DETROIT — General Motors shareholders might not ask many hard questions as they gather today in Detroit for their annual meeting, but that won’t erase the nagging question that persists throughout this combative election year: How much might U.S. taxpayers lose on their investment in the nation’s largest automaker?
Despite some blockbuster earnings of late, the stock has been stuck at low levels compared with its issue price of $33 on Nov. 18, 2010.
The U.S. Treasury, GM’s largest shareholder with a 32 percent stake, won’t have a high-ranking representative at the meeting, according to a source familiar with the matter.
Despite posting a $7.6 billion profit in 2011 and another $1 billion in this year’s first quarter, GM stock is trading between $21 and $22. That’s about one-third below its initial public offering price, and less than half the approximate $53 price at which the government would break even on the $49.5 billion invested prior to GM’s 2009 bankruptcy restructuring.
Republican presidential candidate Mitt Romney said last week that he would sell the government’s remaining 500 million shares immediately if he is elected.
President Barack Obama’s campaign officials have said selling anytime soon would further depress the price and maximize taxpayers’ loss.
“For GM investors, the question is: Regardless of who wins the election, when will the government get out?” Morningstar analyst David Whiston said.
Meanwhile, GM is still formulating a plan to turn around its European business.
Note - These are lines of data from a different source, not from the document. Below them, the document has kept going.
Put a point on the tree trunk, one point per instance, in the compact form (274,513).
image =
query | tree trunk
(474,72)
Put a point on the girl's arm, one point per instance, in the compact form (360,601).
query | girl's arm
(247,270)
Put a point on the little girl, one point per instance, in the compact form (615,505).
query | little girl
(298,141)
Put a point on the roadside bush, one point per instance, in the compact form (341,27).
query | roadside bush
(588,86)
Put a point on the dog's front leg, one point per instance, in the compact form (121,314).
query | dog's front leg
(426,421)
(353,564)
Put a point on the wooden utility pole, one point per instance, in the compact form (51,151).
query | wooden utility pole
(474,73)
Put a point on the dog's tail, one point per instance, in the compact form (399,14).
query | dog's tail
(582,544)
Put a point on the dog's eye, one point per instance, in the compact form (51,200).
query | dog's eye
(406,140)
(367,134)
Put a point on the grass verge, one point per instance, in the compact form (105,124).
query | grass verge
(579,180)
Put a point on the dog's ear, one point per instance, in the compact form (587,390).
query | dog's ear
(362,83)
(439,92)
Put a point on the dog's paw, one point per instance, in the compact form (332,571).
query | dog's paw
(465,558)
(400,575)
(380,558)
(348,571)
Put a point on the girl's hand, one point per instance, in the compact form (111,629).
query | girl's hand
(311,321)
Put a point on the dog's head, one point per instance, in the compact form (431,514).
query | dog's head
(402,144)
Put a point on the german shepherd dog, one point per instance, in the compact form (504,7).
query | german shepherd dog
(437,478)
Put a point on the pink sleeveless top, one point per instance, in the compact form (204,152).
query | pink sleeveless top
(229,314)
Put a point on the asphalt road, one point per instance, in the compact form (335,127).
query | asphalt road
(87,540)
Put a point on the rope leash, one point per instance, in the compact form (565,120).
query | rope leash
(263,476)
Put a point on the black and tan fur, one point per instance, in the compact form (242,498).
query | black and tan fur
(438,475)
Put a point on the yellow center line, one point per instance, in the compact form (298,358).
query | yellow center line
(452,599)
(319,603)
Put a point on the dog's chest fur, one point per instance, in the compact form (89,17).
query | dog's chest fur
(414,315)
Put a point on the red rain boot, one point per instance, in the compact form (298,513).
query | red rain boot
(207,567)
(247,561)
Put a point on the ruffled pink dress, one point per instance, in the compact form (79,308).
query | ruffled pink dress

It is considering closing one or two plants, but in Germany, where no automaker has closed an assembly plant since World War II, union contracts prohibit GM’s Opel unit from doing so before the end of 2014.
“In our view, the factor that’s kept investors out of the stock is Europe,” with investors concerned about “how bad it could get,” wrote Jefferies & Co. analyst Peter Nesvold in a research report.